Who can benefit from a Neuro Biomechanical Assessment?

Biomechanical changes in walking commonly occur as a result of a number of neurological conditions which alter the way in which the way body functions. Our Orthotists at our biomechanics and orthotics clinic in Hamilton, near Glasgow in Scotland have specialist knowledge in the management of these conditions, and can provide assessment and knowledge on how orthotics can assist with:

Various neurological conditions can have a dramatic effect on how the nervous system effects normal biomechanics.

The reason for this is that the signals from the brain are either interrupted or are altered in some way, which in turn has an effect on muscle control during movement or walking.

The altered biomechanics can have an effect on gait and leaves some people struggling to walk safely or efficiently. A neurological biomechanical assessment, looks specifically at this area and how to restore a biomechanical pattern which is safer and more efficient.

What happens at a neuro biomechanical assessment

Much of the general biomechanical assessment, detailed below, is relevant within assessing patients with neurological conditions. The big differences are related to changes in muscle tone that take place with many of these conditions. Increased tone (spasticity) or flaccid paralysis often causes problems with movement and an understanding of this is required to understand the primary reason for any altered biomechanics.

Defining the Problem

The most important part of the biomechanical assessment is listening to the patient to understand the problem. It is vital that we understand the issue you have come to see us about from your persective. 

Often other clincians are keen to give patients their view of the problem when really they are not the person living with it. Instead we need to hear it from your side to understand how your problem impacts on you.

We take a history of the current and previous issues you may have as well as a full medical history to inform what may be important factors to consider before starting our assessment. Equally, we need to understand what the patient is expecting from us.

Static Alignment & Range of Motion

Once we have have taken a history we assess your body alignment including, your feet/ankles. legs, knees, hips, spine and shoulders usually standing to check for any alignment issues. We then also assess the alignment and movement of your joints when moved (passive and active movement) to check against normal limits.

Any signs of potential alignment issues, muscle weakness or imbalances are recorded and discussed with you as the assessment takes place.

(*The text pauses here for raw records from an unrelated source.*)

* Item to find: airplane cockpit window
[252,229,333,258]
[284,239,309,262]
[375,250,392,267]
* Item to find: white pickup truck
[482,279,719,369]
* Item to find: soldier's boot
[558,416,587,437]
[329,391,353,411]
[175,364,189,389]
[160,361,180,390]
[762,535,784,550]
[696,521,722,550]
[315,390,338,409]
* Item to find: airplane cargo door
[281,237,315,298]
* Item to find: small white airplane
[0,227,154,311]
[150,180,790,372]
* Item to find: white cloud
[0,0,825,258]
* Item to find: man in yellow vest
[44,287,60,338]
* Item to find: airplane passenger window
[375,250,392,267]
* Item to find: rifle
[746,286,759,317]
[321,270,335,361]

Sometimes it easier if you bring shorts or leggings, however it is not always necessary dependant on where your issues are

Dynamic Alignment & Video Gait Analysis

Sometimes the problem you have with the way you walk (your gait) is not always obvious to the human eye. This is why after the assessment of your alignment we look to see what happens when you move. 

This in essence a way of confirming our findings from the static aligment and range of movement assesment. your gait is analysed using  video gait analysis equipment to allow us to look in more detail at exactly what happens when you walk or run. 

Often with biomechanical issues you will see compensatory movements or "trick" movements that your body adopts (without you being aware of it) to try to overcome your underlying problem. Video gait analysis as part of the assessment helps identify these.

Patient Feedback, Diagnosis & Prescription

The final part of the process is feeding back the findings of the biomechanical assessment through slow motion video gait analysis and the assessment findings.

A full and honest view of the possible treatment we can offer you, or alternatively we will advise on the possibility of us referring you to other members of our team for treatment.

For any orthotics/insoles that we may prescribe we make these on site and discuss your options as to how these may may be made to best fit your needs.